409.00000 – EMPLOYER INTERFERENCE, RESTRAINT, COERCION; DEFENSES
409.01000 – Business Necessity

A Public Defender has a legitimate reason to exclude DDAs from investigatory meetings, at least where the Public Defender’s client confidential information or Public Defender work product is likely to be revealed. It may also be justified in preventing such cross-representation where the representing DDA is the opposing counsel to the DPD in a criminal case, or in other situations in which the rules of professional responsibility or rules of court require that the representation be disclosed to the Public Defender’s client, and/or that either attorney would be forced to disqualify himself or herself from further representation in the criminal case. Internal office procedures for documenting attorney work do not fall within the definition of attorney “work product.” Although the Public Defender had no power over whom the Association appointed as stewards or representatives, or over the fact that the Association had not appointed any DPDs as labor representatives, and although the cross-representation ban was occasioned by circumstances beyond the employer’s control, the Public Defender had the alternative of declining to proceed with the interview and continue its investigation by other means, or redacting sensitive information from materials involved in the investigatory interview. A Public Defender may not seek to secure for itself the benefits of an investigatory interview with an employee suspected of wrongdoing by compelling the employee’s attendance at the interview, while it denies the employee and the Association their respective representation rights, including the employee’s right to decline to be interviewed without threat of insubordination.

502.00000 – EMPLOYER DISCRIMINATION; PERSONS PROTECTED
502.01000 – In General

Publically employed attorneys have rights under the MMBA.

602.00000 – EMPLOYER REFUSAL TO BARGAIN IN GOOD FAITH; UNILATERAL CHANGE (FOR NEGOT OF SPECIFIC SUBJECTS, SEE SEC 1000, SCOPE OF REPRESENTATION)
602.03000 – Change In Policy

A Public Defender may not implement changes in a CBA provision that grants a union the right to choose its representatives without first obtaining the consent of the union, whether the parties have agreed to a “zipper clause” or not.
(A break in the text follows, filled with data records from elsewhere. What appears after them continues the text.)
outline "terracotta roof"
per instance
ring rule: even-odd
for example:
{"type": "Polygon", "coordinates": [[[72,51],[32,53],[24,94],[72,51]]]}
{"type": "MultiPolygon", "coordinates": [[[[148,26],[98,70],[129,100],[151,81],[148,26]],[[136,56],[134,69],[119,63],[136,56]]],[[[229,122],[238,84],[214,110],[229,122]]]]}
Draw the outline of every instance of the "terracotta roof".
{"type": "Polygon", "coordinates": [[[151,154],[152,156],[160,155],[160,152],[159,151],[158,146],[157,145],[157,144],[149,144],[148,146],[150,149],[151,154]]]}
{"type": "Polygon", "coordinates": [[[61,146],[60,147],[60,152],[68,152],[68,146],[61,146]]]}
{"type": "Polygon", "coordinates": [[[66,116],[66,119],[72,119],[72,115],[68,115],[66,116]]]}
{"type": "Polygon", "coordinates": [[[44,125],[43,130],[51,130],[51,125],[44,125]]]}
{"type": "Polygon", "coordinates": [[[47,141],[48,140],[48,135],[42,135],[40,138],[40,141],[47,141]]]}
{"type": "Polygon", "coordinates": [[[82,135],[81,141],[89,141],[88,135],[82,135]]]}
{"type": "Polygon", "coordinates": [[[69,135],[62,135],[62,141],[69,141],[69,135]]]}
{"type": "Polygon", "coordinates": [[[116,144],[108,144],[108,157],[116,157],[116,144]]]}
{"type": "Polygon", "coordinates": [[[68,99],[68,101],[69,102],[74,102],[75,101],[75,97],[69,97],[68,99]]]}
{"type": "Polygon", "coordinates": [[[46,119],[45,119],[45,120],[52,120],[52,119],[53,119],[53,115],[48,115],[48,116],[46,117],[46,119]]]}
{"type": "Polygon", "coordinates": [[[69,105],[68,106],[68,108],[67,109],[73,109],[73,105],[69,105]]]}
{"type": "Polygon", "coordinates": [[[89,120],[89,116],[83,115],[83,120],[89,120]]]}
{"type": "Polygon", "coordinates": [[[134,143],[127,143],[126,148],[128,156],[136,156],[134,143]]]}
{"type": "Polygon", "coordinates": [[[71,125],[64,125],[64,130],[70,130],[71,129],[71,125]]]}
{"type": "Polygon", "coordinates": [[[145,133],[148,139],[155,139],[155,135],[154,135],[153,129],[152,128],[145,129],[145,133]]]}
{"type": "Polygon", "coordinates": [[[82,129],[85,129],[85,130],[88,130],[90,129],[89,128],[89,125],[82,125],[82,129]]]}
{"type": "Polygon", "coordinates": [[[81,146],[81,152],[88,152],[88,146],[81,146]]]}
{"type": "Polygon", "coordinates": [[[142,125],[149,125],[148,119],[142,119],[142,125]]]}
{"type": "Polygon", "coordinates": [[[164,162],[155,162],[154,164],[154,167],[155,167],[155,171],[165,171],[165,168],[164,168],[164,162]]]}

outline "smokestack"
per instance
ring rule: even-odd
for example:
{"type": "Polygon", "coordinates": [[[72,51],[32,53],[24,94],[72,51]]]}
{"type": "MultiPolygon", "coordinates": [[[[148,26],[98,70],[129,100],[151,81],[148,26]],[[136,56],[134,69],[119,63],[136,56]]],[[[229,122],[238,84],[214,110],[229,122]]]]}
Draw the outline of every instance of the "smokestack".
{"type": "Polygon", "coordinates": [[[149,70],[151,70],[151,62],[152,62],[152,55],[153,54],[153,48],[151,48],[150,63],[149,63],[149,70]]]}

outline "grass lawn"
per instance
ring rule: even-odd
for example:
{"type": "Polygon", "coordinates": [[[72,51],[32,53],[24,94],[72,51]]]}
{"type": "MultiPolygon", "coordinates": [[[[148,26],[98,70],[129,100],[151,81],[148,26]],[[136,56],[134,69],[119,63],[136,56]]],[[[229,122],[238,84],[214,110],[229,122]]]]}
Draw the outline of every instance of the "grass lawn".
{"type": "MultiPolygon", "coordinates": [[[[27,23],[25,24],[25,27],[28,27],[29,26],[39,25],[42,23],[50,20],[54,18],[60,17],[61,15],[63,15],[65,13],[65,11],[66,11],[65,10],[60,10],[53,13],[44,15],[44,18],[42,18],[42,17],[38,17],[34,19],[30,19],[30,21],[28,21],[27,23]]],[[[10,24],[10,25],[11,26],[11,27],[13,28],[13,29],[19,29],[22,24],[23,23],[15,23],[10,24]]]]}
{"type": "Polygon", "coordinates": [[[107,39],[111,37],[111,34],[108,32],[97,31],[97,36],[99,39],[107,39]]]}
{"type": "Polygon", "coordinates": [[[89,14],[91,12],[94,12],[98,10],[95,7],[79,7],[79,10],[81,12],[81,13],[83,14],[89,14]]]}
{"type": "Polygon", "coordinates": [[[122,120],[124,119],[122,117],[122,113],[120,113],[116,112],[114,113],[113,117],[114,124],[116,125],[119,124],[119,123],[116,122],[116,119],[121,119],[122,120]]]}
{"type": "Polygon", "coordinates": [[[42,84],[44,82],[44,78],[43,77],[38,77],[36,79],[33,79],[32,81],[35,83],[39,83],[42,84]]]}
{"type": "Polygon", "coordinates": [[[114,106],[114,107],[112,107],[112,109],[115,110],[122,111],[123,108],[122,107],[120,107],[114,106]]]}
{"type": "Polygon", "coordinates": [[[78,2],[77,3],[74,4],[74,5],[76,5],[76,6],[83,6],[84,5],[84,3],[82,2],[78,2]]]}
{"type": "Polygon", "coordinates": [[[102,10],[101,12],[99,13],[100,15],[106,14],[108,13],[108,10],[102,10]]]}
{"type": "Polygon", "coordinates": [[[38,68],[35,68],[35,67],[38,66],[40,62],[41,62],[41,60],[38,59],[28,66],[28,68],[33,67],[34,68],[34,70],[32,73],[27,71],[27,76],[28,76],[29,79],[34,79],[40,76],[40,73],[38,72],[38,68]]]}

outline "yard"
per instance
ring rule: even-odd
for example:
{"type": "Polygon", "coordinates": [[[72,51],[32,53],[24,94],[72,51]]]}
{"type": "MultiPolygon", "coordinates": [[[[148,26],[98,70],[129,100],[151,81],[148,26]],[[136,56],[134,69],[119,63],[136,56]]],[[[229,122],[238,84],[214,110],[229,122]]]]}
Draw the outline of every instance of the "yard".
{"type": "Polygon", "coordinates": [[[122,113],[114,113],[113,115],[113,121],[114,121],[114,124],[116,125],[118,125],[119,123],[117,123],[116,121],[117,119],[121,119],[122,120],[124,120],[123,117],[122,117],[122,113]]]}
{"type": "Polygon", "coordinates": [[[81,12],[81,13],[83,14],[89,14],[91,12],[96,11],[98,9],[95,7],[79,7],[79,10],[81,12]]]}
When parties’ past practice conflicts with the wording of their CBA, each party still maintains the right to adhere to and enforce the contractual language of the CBA.

604.00000 – EMPLOYER REFUSAL TO BARGAIN IN GOOD FAITH; REFUSAL TO PROVIDE INFORMATION
604.03000 – Form of Information Provided; Costs

An employer’s refusal to provide a union upon request a physical document relevant to the union’s role as collective bargaining representative is not excused by the employer’s assertion that the information is on the internet, when the employer presents no evidence of what may or may not have been “on the internet” at the time of the request, whether it was responsive to the union’s request, whether it was up to date, or whether it conveyed what the employer intended to convey to the union.

608.00000 – EMPLOYER REFUSAL TO BARGAIN IN GOOD FAITH; DEFENSES
608.03000 – Business Necessity; Emergency Exception

Under exceptionally limited circumstances, an employer may be excused from negotiating on the basis of true emergency that provides a basis for claiming that a business necessity excused a unilateral change. However, to establish “operational necessity” or “business necessity” as a defense to a unilateral change, the employer must establish an actual financial or other emergency that leaves no alternative to the action taken and allows no time for meaningful negotiations before taking action. The alleged necessity must be the unavoidable result of a sudden change in circumstance beyond the employer’s control. The Public Defender’s alleged “legitimate business reasons” for unilaterally constraining a union’s authority to choose its representatives for investigatory interviews do not rise to the required level of an unforeseen and unavoidable result due to a sudden change in circumstance beyond the employer’s control. The Public Defender knew of the relevant circumstances two years before it unilaterally implemented its new and expanded policy, and the Public Defender cites no evidence of any exigent circumstances that could justify its unilateral action.

608.00000 – EMPLOYER REFUSAL TO BARGAIN IN GOOD FAITH; DEFENSES
608.05000 – Past Practice; Maintenance of Status Quo

When parties’ past practice conflicts with the wording of their CBA, each party still maintains the right to adhere to and enforce the contractual language of the CBA.